Maher T, et al. A Phase 1 Randomized, Double-blind, Placebo-controlled, Single and Multiple Ascending Dose Study Evaluating the Safety, Tolerability, and Pharmacokinetics of the Oral Integrin Antagonist IDL-2965 in Healthy Volunteers. Pulmonary Fibrosis Foundation Summit. 2019 Nov 7-9.
Background and Study Objectives
- IDL-2965 is an orally bioavailable small molecule antagonist of the integrins avb1, avb3, and avb6 currently under development for the treatment of serious fibrotic diseases including interstitial lung diseases and nonalcoholic steatohepatitis.
- Integrins are heterodimeric transmembrane proteins that mediate cell-cell and cell-matrix interactions. The integrins avb1 and avb6 are expressed on fibroblasts and epithelial cells, respectively, and modulate TGF-b activation; avb3 is expressed on fibroblasts and mediates fibroblast migration across extracellular matrix and promotes integrin-mediated myofibroblast survival.

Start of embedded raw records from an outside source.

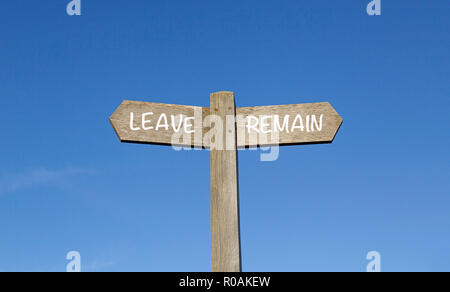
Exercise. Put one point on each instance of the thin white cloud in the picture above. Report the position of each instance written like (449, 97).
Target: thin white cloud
(38, 177)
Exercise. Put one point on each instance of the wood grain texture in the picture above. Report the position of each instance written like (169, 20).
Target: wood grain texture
(120, 120)
(330, 125)
(225, 230)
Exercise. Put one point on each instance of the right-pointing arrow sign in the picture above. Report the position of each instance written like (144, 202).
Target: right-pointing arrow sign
(167, 124)
(293, 124)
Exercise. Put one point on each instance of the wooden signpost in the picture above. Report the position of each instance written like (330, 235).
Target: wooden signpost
(223, 129)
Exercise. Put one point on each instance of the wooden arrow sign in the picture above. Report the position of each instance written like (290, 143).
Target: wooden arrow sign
(179, 125)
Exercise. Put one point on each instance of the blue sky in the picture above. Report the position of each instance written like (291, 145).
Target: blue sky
(67, 183)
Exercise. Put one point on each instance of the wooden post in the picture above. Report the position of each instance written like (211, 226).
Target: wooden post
(225, 230)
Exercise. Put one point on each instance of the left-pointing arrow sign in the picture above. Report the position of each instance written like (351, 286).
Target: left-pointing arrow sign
(158, 123)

- In animal models, low-dose IDL-2965 administered once daily exhibits potent antifibrotic effects across a range of vital organs, including the lung, liver, and kidney.
- The aim of the present study was to evaluate the safety, pharmacokinetics, and pharmacodynamics of IDL-2965 in healthy adult volunteers and patients with idiopathic pulmonary fibrosis (IPF).